Amazon launches AWS web application firewall
A new option has been offered to Amazon Web Services customers who want to increase the security of their servers: AWS WAF.
This web application firewall aims to stop random probing attackers in their tracks, by denying requests for information, authentication (for example, when the attacker tries a few common usernames and passwords) and the various exploits for known vulnerabilities (perhaps powered by SQL injection or cross-site request forgery).
The firewall can be fine-tuned as similar offerings by other vendors: create conditions that form rules, chose the action(s) to be performed when those conditions are met, gather several rules and actions into a web Access Control List (Web ACL), and then associate it with a CloudFront distribution (for now).
“Each incoming request for a distribution is evaluated against successive rules until a request matches all of the conditions in the rule, then the action associated with the rule is taken.

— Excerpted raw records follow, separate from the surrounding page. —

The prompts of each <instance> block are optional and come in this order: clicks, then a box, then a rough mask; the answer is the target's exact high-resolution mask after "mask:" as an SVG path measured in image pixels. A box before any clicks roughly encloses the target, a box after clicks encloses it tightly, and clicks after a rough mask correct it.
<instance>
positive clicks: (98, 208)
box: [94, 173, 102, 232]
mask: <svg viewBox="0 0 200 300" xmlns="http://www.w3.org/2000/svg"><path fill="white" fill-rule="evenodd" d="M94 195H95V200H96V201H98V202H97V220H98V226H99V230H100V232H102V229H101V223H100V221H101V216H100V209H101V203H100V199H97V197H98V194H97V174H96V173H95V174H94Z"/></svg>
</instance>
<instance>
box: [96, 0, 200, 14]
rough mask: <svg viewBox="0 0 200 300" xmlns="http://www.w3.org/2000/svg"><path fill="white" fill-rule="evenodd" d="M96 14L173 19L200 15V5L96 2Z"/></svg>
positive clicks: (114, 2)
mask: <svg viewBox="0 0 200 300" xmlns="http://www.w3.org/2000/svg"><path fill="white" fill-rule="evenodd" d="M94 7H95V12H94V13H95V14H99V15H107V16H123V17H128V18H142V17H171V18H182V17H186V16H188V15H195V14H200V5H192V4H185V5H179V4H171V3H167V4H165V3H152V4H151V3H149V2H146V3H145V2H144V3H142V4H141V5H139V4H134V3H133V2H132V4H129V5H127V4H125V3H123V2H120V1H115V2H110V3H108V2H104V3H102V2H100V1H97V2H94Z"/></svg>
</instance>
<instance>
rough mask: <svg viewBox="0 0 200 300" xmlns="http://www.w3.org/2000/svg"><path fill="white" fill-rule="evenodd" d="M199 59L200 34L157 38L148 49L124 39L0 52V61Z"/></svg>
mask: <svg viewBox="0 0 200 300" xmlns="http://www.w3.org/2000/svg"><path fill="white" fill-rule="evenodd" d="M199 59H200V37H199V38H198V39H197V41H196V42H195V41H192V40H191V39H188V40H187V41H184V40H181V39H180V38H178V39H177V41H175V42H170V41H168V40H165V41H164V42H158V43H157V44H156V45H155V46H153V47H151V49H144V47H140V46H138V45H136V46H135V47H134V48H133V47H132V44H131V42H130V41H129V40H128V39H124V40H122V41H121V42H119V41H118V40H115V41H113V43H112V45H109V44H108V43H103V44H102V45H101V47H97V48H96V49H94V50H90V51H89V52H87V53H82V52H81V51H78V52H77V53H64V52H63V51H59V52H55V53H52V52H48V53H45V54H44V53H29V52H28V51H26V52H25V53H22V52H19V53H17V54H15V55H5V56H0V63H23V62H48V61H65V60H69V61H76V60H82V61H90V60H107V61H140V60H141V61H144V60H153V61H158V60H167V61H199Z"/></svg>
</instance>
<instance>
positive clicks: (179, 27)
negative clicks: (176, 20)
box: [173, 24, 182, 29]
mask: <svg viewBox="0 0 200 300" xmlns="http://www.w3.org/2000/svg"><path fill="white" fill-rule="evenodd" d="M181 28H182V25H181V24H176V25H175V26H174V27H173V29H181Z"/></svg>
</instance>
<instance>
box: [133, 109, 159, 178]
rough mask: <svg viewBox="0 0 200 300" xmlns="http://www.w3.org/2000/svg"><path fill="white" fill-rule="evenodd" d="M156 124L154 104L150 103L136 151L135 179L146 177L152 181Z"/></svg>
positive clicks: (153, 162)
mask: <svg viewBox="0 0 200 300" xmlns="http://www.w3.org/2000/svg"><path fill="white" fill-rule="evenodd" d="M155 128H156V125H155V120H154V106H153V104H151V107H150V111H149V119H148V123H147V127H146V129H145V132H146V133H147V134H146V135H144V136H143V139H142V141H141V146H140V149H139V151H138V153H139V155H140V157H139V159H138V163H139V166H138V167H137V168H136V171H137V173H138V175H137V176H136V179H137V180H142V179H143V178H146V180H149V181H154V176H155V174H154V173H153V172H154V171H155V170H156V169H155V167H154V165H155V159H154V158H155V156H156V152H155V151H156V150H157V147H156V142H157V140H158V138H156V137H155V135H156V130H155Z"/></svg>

If no rule matches, then the default action (block or allow the request) is taken,” chief AWS evangelist Jeff Barr noted in a blog post, and explained the process of creating each of the above mentioned things.
“Even if you keep your servers well-patched and do what you can to keep the attack surface as small as possible, there’s always room to add an additional layer of protection,” he concluded, adding that it is the fate of all servers to be bombarded with illegitimate requests 24 hours a day, 7 days a week.
The company hes set the following prices for using the firewall: $5 per web ACL, $1 per rule, and $0.60 per million HTTP requests.
While WAFs are definitely helpful, users should known that they are not bulletproof (nothing is, when it comes to security) and that other available protections should not be ignored.